You’ve mentioned that you’ve been taking photographs since you were a child, so you’ve had time to experiment as a photographer. Can you tell us how your current style evolved in your journey as a photographer? Was there a moment in time or it was a more gradual organic process?
I still get excited when I smell film and chemical. It was definitively a gradual process. I have been fascinated with photography since very young. I remember looking over and over at photographic books, which I now collect, mainly of the gigantic Magnum photographers and being so fascinated. I started experimenting but I did not know what I was and how to discover it. I believe in causes and effects and about walking on a path. I could not be what I am today if I did not go through various photographic phases and eventually there will be more to come. I think it’s self-defeating to try to stick with one subject or style. Everything moves, nothing remains the same, whether we like it or not.
You were born and raised in Italy but have lived in the Balkans for the past 25 years. In what ways do the two cultures contribute to your photographic vision?

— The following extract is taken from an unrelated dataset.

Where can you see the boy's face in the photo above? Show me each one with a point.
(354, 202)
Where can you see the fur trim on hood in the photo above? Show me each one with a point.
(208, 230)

I think that the artistic vision is a consequence of all our experiences. As Ansel Adams said, my photographs are the product of all the people I met, the books I read, the music I listened, the joys and sufferings I was exposed to etc. My book on spomenici is the prime example of a subject that I would not have been exposed to if I had not lived in the Balkans.
In your Venice series, the long exposures create an intense quality of foreboding stillness. There is such a deep quality of silence that I find myself holding my breath when I look at them. Yet, it is music that inspires you. What was the playlist for this series?
I have a deep interest in spirituality and the series on the iconic churches of Venice is part of it. I have traveled to Abu Dhabi and Istanbul to photograph iconic mosques and I have just completed a brand-new series, Caturmahapratiharya, on temples and stupas from the key places of the life of Buddha Shakyamuni in Nepal and India. When I photographed Venice, I imagined it completely empty, at the time of the plague, in 1400, when people either escaped or took refuge in churches. Yes, silence, but a disturbing silence. The soundtrack is definitively Stigmata Martyr from Bauhaus. In that time, it was believed that those massive epidemics were the manifestation of God’s anger.
Many of the structures that you photograph feel monumental. There is a gravitas in their sculptural forms and in the way they are tethered to the earth. How does black and white support the notions of scale, abstraction and audacity?
Also in photography, there are several clichés to which artists adhere without objective investigation. Abstraction is one of those. Abstraction from what? Reality?! Reality, as we perceive it, is an hallucination, it’s a manifestation of ignorance. Under investigation, we cannot find anything existing from its own side. We can speak of conventional reality, which depends on other causes. Black and white photography is a step towards stripping down the hallucination.
When you create a cityscape series, how do you decide which buildings to include and their position in the panorama?
Usually, those decisions are taken before shooting. Both in the New York and Brussels series, the images were developed in parallel to ensure maximum consistency of style. Otherwise, it would be like furnishing a house and trying to replicate the style in every room. I also believe that the concept of series is another photographic cliché. Why do we have to make all the images of a series look similar, with the same crops, tones etc? It is just conventional aesthetics, perception of reality changes from moment to moment. Why pretending it is different?
You’ve traveled extensively and shot in many countries. Where would you like to go next and why?
I will likely continue to investigate spirituality. There are a couple of south-east Asian countries that are definitively on my agenda.